つまり、俺がはとちゃんの家に転がり込むより前のことなんだろうか。
「いやぁ、メンテは極力じぶんでするようにしてるけど、さすがに修理まではできませんのでねぇ」
「新しい骨組み作りと、和紙の張り替えに関しては、僭越ながら俺がさせてもらったよ」
「ばっちぐーです、お兄さま!」
「ご期待に添えてなによりだ。もう怪我には気をつけるんだぞ」
「がってん承知の助」
「いつの時代だよ」
「ひろくんには、危ない思いはさせませぬ」
「そういうことじゃなくて……あぁ、そうだね、はとこはそういう子だった。くそっ、どうして俺の周りには、ボケ要員しかいないんだ!」
「あはは、友だち作れば、万事解決!」
「余計なお世話だよっ!」
俺みたいなぽっと出のやつが言うのもなんだけど……一連の流れで、3人の関係性と人間性が、なんとなくわかった。悟らざるを得なかった。
「あの、葵さん。俺みたいのでよければ、色々お話ししてもらえると、嬉しいです」
控えめに挙手したつもりだったけど、ものすごい勢いで振り返った葵さんは、鬼も裸足で逃げ出す形相。
あぁ、どうやら俺は、選択肢を間違えてしまったらしい。
「それは、頂けないね」
「すみません……」
「そうじゃなくて。心から談笑したいならば、その敬語というエベレスト級の心の距離をどうにかすべきだと、俺は思うんだ」
「はい……?」
「それだよそれ! そのぎこちなさ! あああ痒い、歯痒いったらない! そんなのいいから、そこの師匠とかはとこみたいな図々しさで、はい、やり直し!」
「あらあら、始まってしまいましたねぇ」
ちょっとなにが起きているのかわからないんだが、みやびさんは「夕立が来ましたねぇ」みたいなノリで、見事に他人事だ。
「もーお兄ちゃんったら、素直じゃないんだから」
からからと笑いながら肩を叩かれて、促されるまま膝を折れば、左耳にそっと耳打ちをされる。
戸惑う俺にはとちゃんがくれたのは、親指を立ててからの、ゴーサイン。ものすごくまぶしい笑顔だった。
そう、だよな。はとちゃんの言いたいことはわかる。大丈夫、できる。はとちゃん相手に、できたんだから。腹を決めろ、俺。ひとつ咳払いをして、向き直る。

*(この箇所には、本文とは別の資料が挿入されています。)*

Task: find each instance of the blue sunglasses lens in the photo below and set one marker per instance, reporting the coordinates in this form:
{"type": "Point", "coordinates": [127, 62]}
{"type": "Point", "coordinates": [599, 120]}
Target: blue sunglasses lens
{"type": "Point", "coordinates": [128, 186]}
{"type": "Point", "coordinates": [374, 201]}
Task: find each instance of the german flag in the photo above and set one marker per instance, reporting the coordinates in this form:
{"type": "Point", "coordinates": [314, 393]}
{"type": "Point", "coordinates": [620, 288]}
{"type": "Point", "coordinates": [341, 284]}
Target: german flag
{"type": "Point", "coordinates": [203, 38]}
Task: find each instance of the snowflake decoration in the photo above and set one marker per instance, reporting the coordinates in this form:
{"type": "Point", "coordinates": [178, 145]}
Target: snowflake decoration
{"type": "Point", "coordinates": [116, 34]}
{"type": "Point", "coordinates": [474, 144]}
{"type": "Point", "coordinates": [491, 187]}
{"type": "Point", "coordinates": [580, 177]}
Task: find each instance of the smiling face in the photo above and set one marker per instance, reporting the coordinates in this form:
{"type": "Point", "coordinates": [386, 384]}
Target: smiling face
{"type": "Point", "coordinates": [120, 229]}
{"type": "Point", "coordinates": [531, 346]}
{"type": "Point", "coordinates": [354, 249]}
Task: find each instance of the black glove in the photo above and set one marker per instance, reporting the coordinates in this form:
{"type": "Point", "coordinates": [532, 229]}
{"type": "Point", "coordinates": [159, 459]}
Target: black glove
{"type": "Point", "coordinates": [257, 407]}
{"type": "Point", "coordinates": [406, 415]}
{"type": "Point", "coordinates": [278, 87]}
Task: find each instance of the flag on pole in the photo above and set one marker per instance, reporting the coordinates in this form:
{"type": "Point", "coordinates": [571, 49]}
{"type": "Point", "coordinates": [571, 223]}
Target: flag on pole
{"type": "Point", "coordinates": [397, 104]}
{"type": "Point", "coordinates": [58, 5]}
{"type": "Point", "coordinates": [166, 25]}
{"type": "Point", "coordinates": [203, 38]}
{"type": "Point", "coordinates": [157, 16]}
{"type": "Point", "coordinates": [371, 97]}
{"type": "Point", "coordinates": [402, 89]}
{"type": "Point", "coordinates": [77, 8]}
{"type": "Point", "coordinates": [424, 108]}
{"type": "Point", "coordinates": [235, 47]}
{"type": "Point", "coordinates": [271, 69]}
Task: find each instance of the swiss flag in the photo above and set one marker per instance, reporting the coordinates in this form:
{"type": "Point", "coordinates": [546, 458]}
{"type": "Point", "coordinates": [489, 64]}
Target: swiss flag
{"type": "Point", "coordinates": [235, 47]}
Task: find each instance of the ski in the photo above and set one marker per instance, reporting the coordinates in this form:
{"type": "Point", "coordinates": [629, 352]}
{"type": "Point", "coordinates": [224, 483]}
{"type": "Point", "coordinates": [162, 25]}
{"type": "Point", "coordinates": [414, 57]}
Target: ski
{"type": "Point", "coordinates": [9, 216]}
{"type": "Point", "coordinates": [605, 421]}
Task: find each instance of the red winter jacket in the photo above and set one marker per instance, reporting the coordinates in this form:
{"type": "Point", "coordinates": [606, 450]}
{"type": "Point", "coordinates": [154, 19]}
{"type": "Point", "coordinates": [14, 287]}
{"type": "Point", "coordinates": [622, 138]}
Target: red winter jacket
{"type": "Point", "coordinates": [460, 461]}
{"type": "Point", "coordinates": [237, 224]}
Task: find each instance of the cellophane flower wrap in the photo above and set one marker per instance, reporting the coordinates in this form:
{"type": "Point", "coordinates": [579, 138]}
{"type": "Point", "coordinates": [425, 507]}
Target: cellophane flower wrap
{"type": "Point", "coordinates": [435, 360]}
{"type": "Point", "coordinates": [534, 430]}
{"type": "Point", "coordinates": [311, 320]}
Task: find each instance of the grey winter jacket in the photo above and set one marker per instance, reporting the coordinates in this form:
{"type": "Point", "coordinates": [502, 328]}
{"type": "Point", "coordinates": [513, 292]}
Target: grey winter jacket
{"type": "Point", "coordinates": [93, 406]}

「もとからの性分みたいで……逆に気を遣わせてしまったのは、謝りま……謝る。でも、これが俺だから……そういうのも含めて、これから仲良くしてくれたらいいな……って、思って、る」
……言った。なんとか最後まで、できるだけ敬語を使わずに言えた。返事はないけど。むしろ口にする度、目前の彼の眉間がすごいことになってるけど。
あぁ、やっぱり。柄にないことは、するもんじゃ……
「うちの子になりな、咲くん」
「……え?」
「極度の恥ずかしがりやなのに、ひたむきに頑張る純粋さ……これだ、俺が求めていたのはこれなんだよ!」
「えっ、あのこれは、一体!?」
「あーお兄ちゃんね、友だちいない歴長すぎて、距離感をはかり損ねちゃうっていうのかな?」
「いいかい、俺が長男で、君が次男だよ。俺のことは、〝お兄ちゃん〟って呼んでいいからね」
「は、はかり損ねにも程があるのでは。友だち通り越して、家族になってる……!」
「咲くんだからね!」
「それ理由にならなくないか!?」
なんていじわるな兄妹だろう。そんなふうに俺を弄って、からかって。
やめてくれ。お願いだから、これ以上舞い上がらせないで。ぬか喜びさせないで。熱くて、しんでしまいそうだ。
「いきなり家族だなんて、適当な真似はできない!」
あまり口数の多いほうではない俺が声を張り上げたからか、そこにいた誰もが動きを止めた。視線が痛い。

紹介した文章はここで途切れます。